The jury deliberated for five days after a five-week trial.

Slough, Liberty and Heard received 30 years — twice the maximum punishment for manslaughter alone — after being convicted of using military firearms while committing a felony, an enhanced penalty that was primarily aimed at gang members and had never been used against security contractors given military weapons by the U.S. government.

The appeals court ruled the punishment meted out to the three guards violated a constitutional prohibition against “cruel and unusual punishment.”

Charges were first brought against six Blackwater employees in 2008, but the extraordinary prosecution suffered numerous turns and setbacks.

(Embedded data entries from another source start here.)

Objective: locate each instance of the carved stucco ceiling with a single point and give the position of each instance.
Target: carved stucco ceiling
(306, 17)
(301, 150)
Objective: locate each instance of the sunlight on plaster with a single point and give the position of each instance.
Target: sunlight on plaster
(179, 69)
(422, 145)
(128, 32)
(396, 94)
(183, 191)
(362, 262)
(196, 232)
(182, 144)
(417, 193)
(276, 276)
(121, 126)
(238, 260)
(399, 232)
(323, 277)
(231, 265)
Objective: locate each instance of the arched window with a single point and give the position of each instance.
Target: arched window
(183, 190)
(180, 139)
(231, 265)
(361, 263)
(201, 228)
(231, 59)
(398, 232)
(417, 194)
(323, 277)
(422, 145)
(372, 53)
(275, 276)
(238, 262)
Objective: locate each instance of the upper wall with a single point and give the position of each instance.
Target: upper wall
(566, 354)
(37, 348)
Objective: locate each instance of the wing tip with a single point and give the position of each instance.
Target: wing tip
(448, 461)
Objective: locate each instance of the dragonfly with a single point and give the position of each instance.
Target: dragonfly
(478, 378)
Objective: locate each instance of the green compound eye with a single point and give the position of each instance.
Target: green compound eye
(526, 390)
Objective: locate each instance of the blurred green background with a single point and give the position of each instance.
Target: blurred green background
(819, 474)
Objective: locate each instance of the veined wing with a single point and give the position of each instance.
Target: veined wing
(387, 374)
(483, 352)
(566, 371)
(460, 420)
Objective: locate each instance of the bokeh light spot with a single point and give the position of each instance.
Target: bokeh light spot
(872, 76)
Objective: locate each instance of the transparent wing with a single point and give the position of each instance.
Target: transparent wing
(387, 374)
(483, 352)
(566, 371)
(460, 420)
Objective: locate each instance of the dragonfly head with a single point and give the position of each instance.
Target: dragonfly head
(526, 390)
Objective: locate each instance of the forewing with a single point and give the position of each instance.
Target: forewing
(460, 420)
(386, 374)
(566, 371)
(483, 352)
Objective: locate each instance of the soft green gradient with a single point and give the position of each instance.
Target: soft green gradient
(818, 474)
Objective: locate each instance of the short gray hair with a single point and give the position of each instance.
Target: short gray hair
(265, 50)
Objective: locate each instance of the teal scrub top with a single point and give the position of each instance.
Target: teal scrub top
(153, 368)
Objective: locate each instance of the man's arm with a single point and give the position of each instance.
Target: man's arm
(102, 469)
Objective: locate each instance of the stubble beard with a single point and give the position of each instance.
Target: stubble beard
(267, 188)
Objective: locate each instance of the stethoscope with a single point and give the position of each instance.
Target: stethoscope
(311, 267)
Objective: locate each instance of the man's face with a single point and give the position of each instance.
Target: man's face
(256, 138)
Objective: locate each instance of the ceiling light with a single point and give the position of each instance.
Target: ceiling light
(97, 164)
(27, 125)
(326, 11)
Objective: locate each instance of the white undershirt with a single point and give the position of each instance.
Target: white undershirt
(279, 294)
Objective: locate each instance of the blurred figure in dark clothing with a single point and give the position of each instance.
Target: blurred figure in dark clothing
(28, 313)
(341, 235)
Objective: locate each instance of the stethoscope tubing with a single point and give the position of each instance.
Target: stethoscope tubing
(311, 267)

A federal judge initially threw out the other indictments, saying prosecutors improperly relied on statements the guards gave State Department investigators immediately after the shooting, believing the statements would not be used in court.

An appeals panel reversed that ruling in 2011, clearing the way for prosecutors to obtain fresh indictments against Slatten and the three others.

However, prosecutors took so long to charge Slatten that the statutory time limit for bringing a manslaughter charge had expired, an error the appeals panel said also stemmed from an errant court ruling, a court found.

The Justice Department responded by charging Slatten, a former Army sniper, with first-degree murder, which has no statute of limitations.

The foreperson was troubled that Slatten faced only one charge and no lesser alternatives, particularly since the only sentence would be a mandatory life term. The foreperson was unsure whether Slatten truly premeditated the shooting, other than the moments staring down the scope as the white Kia sat in the traffic near the convoy.

“I think the murder one,” the foreperson said, “I understand it, but there’s a bit of unjustness to it.”

Thirty Iraqi shooting survivors and relatives of victims testified in person in a 2014 trial, marking the largest number of foreign witnesses to travel to the United States for a criminal trial, prosecutors said at the time.